Mag de houder een sporthal of sportkantine gebruiken als binnenspeelruimte voor een BSO?
De locatie dient te voldoen aan de vereisten die vanuit de Wet kinderopvang zijn gesteld. Dit betekent dat de ruimte passend ingericht moet zijn voor het aantal en de leeftijd van de kinderen. Vanuit het oogpunt van de pedagogische praktijk is het van belang dat er voldoende gevarieerd spelmateriaal aanwezig is en dat kinderen de keuze hebben tussen rustige en drukke activiteiten. Ook moet er zowel geschikte binnen- als buitenspeelruimte aanwezig zijn.
Het is aan te raden met de gemeente te overleggen of het toegestaan is kinderopvang in de horecagelegenheid te exploiteren. Vanuit de horeca regelgeving en andere wet- en regelgeving kunnen beperkingen gelden. Het kan zijn dat de betreffende kantineruimte wel geschikt is op grond van de Wko, maar op grond van andere wetgeving (bijvoorbeeld de Alcoholwet) of de regels uit het Omgevingsrecht of brandveiligheid niet geschikt of beschikbaar is voor kinderopvang. Binnen de gemeente zal dan met de verschillende afdelingen afgestemd moeten worden of de houder uiteindelijk feitelijk kan gaan starten met het opvangen. Dit gemeentelijk oordeel is een bredere afweging dan alleen de Wko en omvat ook de andere (gemeentelijke) wet- en regelgeving.

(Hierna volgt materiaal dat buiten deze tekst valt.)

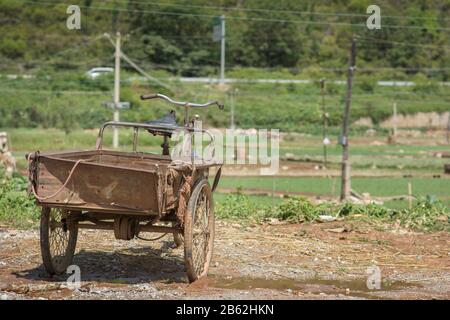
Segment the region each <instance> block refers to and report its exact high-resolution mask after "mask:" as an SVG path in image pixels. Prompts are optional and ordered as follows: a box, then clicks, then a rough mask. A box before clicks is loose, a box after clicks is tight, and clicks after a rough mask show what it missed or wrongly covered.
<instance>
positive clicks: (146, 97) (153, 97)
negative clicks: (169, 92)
mask: <svg viewBox="0 0 450 320" xmlns="http://www.w3.org/2000/svg"><path fill="white" fill-rule="evenodd" d="M155 98H158V94H156V93H154V94H143V95H141V100H149V99H155Z"/></svg>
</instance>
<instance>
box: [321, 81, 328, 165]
mask: <svg viewBox="0 0 450 320" xmlns="http://www.w3.org/2000/svg"><path fill="white" fill-rule="evenodd" d="M320 93H321V95H322V136H323V137H322V139H323V140H322V144H323V165H324V167H326V166H327V143H326V142H325V139H328V132H327V131H328V114H327V112H326V107H325V79H320Z"/></svg>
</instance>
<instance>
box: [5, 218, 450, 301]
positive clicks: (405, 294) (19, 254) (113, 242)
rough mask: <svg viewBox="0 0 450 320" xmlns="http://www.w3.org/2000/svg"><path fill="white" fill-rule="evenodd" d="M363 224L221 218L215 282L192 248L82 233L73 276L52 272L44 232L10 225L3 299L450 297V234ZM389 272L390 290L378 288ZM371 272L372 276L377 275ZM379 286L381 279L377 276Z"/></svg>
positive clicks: (413, 298) (214, 272) (354, 298)
mask: <svg viewBox="0 0 450 320" xmlns="http://www.w3.org/2000/svg"><path fill="white" fill-rule="evenodd" d="M374 229H375V228H374V226H370V225H368V224H366V223H362V222H342V221H341V222H336V221H335V222H331V223H324V224H313V225H292V224H290V225H278V224H277V223H274V225H269V224H267V225H253V226H241V225H238V224H234V223H230V222H228V223H227V222H224V221H219V222H217V225H216V241H215V252H214V257H213V262H212V266H211V268H210V275H209V277H208V278H207V279H203V280H200V281H198V282H196V283H193V284H189V283H188V282H187V279H186V276H185V274H184V263H183V249H182V248H177V249H173V248H172V247H171V245H172V241H171V240H172V239H171V237H170V236H166V237H165V238H163V239H161V240H158V241H156V242H144V241H142V240H132V241H129V242H127V241H119V240H115V239H114V236H113V234H112V233H111V232H106V231H88V230H83V231H80V234H79V240H78V245H77V254H76V255H75V258H74V261H73V264H76V265H78V266H79V267H80V269H81V280H82V282H81V287H80V288H79V289H76V290H71V289H68V288H67V285H66V279H67V277H68V275H63V276H59V277H54V278H48V277H47V276H46V275H45V274H44V271H43V268H42V264H41V257H40V251H39V250H40V249H39V238H38V231H36V230H29V231H23V230H14V229H11V228H6V227H3V228H0V299H2V300H6V299H355V298H356V299H379V298H385V299H391V298H402V299H449V298H450V234H449V233H434V234H422V233H412V232H408V231H406V230H401V229H397V230H390V231H373V230H374ZM370 266H377V267H378V268H379V270H380V271H381V274H380V276H381V289H379V290H377V289H373V290H371V289H368V287H367V279H368V276H370V277H371V279H375V278H373V277H372V276H374V275H375V273H374V270H376V268H375V269H374V268H372V269H369V270H367V268H368V267H370ZM367 272H369V274H368V273H367ZM374 283H376V282H374Z"/></svg>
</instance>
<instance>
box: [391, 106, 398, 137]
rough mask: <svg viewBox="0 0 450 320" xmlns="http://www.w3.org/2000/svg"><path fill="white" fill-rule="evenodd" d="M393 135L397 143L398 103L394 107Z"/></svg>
mask: <svg viewBox="0 0 450 320" xmlns="http://www.w3.org/2000/svg"><path fill="white" fill-rule="evenodd" d="M392 134H393V136H394V141H397V102H394V103H393V105H392Z"/></svg>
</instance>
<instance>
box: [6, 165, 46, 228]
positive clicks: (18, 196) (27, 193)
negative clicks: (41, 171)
mask: <svg viewBox="0 0 450 320" xmlns="http://www.w3.org/2000/svg"><path fill="white" fill-rule="evenodd" d="M38 221H39V209H38V207H37V206H36V204H35V201H34V200H33V198H32V197H30V196H29V195H28V193H27V180H26V178H24V177H23V176H21V175H19V174H14V176H13V177H12V178H8V177H6V176H5V172H4V170H3V169H2V168H0V222H1V223H6V224H8V225H12V226H14V227H20V228H27V227H33V226H36V225H37V222H38Z"/></svg>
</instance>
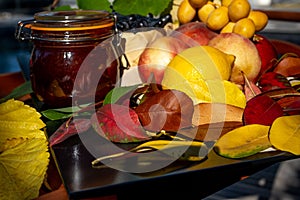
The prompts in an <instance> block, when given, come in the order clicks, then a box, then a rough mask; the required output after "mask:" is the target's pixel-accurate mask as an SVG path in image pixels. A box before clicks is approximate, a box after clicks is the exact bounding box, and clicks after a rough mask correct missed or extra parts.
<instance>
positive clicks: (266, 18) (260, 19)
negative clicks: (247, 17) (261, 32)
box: [248, 10, 268, 31]
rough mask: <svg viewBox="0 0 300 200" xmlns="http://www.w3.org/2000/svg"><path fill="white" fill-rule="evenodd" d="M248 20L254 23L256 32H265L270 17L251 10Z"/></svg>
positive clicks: (263, 14)
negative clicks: (251, 20) (256, 31)
mask: <svg viewBox="0 0 300 200" xmlns="http://www.w3.org/2000/svg"><path fill="white" fill-rule="evenodd" d="M248 18H250V19H251V20H252V21H253V22H254V25H255V31H261V30H263V29H264V28H265V27H266V25H267V23H268V15H267V14H266V13H264V12H261V11H255V10H251V11H250V13H249V16H248Z"/></svg>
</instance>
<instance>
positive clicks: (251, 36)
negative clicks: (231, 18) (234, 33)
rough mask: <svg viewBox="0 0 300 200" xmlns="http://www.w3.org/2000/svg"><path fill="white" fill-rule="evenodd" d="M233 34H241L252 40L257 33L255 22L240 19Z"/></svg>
mask: <svg viewBox="0 0 300 200" xmlns="http://www.w3.org/2000/svg"><path fill="white" fill-rule="evenodd" d="M232 32H233V33H237V34H240V35H242V36H244V37H246V38H252V37H253V35H254V33H255V25H254V22H253V21H252V20H251V19H249V18H243V19H240V20H239V21H237V22H236V23H235V25H234V27H233V31H232Z"/></svg>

Bij het onderzoek naar aanleiding van de aanvraag exploitatie zelf richt je je enkel op de Wko en adviseer je de gemeente erover of op grond van de Wko wel of niet gestart zou kunnen worden met kinderopvang.
De toezichthouder kan als het onderzoek dit vereist inzage vragen in de huurovereenkomst. Daaruit moet blijken wie de verhuurder is en over welke ruimte de BSO kan beschikken tijdens openstelling.